I say we are just starting out...but its more like we are re-starting. My mind is trying to create a logistical path to how adoption can work for us. I go from being excited about all the possibilities, to being worried that after time, money, effort and emotions are invested that something will mess everything up, then on the other hand I am anxious about choosing the right country, agency and child.
...maybe i can start by explaining where my family is and who we are. My husband is John, a wonderful, funny "manny"- who does such great things with our kids and is such a fun person. I am Tara Autumn- known by most as Autumn. We are part of a blended family- both having brought children from a previous marriage together. I have a son named Gabe who is 6. John's children are Danielle, 14 and Ross 8 (almost 9).
I am a teacher, with a Masters in Secondary Education (Social Studies) and a graduate degree in Women's Studies. I also have a BA in Cultural Anthropology. I am a dorky academic and social critique hehehe.

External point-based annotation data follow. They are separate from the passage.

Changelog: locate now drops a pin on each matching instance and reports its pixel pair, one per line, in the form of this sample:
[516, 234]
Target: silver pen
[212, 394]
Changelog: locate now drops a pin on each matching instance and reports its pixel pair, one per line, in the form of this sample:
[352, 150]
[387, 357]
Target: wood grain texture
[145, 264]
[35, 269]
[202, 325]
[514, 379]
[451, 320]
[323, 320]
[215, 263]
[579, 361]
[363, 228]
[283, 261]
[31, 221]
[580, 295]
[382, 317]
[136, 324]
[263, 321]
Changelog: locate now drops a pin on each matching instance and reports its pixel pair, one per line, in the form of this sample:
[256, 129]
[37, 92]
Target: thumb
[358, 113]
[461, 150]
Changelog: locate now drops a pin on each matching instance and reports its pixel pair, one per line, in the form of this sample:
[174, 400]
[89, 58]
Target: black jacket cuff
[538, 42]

I am planning on starting work towards my PhD this all- at either Clemson or USC- if my finanical aid "cards" work out in my favor. I hope to have more answers on PhD stuff by the end of this month.
John is a mechanical engineer- who wishes to be more creative with his work but due to ups and downs in the job market is working at Square D- where he is able to be somewhat creative yet frustrated a good deal of the time. He is a math nerd- a field of academia that is the furthest from my academic nerd realm as it can be.

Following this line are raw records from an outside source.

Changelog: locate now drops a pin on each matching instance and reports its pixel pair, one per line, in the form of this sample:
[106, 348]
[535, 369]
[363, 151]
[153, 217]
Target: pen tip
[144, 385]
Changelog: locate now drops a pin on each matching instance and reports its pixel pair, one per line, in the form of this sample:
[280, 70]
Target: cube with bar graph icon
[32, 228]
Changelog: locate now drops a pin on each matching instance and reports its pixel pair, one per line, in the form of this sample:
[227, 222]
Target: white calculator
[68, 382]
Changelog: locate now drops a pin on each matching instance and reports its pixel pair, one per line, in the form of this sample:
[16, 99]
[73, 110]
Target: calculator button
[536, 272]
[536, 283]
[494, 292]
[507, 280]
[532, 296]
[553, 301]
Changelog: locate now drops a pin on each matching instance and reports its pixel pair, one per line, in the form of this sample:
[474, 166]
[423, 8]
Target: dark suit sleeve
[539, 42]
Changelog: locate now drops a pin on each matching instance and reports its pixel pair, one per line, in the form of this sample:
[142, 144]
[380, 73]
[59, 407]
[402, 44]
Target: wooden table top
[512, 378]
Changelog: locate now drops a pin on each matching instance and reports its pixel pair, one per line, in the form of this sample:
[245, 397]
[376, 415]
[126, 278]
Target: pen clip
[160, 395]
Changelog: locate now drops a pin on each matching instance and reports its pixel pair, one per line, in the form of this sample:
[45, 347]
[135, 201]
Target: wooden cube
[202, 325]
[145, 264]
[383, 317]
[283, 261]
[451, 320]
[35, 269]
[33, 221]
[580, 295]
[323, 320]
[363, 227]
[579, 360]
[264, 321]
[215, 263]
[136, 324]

We were married in October of 2008 and live in Columbia, SC. We suffered a miscarriage just last month. It was early, at just 12 weeks but it kinda rocked us. The pregnancy in general rocked our plans- we were not planning on a new born. We actually wished to pursue adoption. So we were sent through a whirlwind of emotions- our hearts and minds were spinning first with the prospect of a new baby then at the hurt of the loss. However, it has strengthened my resolve as a mom. I find myself cherishing the time i have with my son Gabe, much more. I also have a steadfast resolve on adopting a child from Ethiopia. International adoption has been a dream of mine for years. It was something I shared with John as we were dating.
I amin the midst of lots of research- we are 90% set on Gladney (rather, I am- since John doesn't seem too research oriented at this point) or Holt. Gladney will start our paper work rolling right away and Holt's protocol is that we wait until we have been married two years to even accept the homestudy. I love Holt's work with international adoption, aid and especially their waiting-child program. However, i have heard/read such great things about Gladney and their heart hospitals that are being set up in Ethiopia. My homestudy agency feels both are great agencies to go with and we would have good results regardless of which one we choose.
We are hoping for a boy about 2 to 4 years old. It seems everyone wants the tiny babies. We are wanting to get right to the fun stuff! The running around crazy and having lots of fun. We have shared in the miracles of the new born years- bring on that wild and crazy toddlers!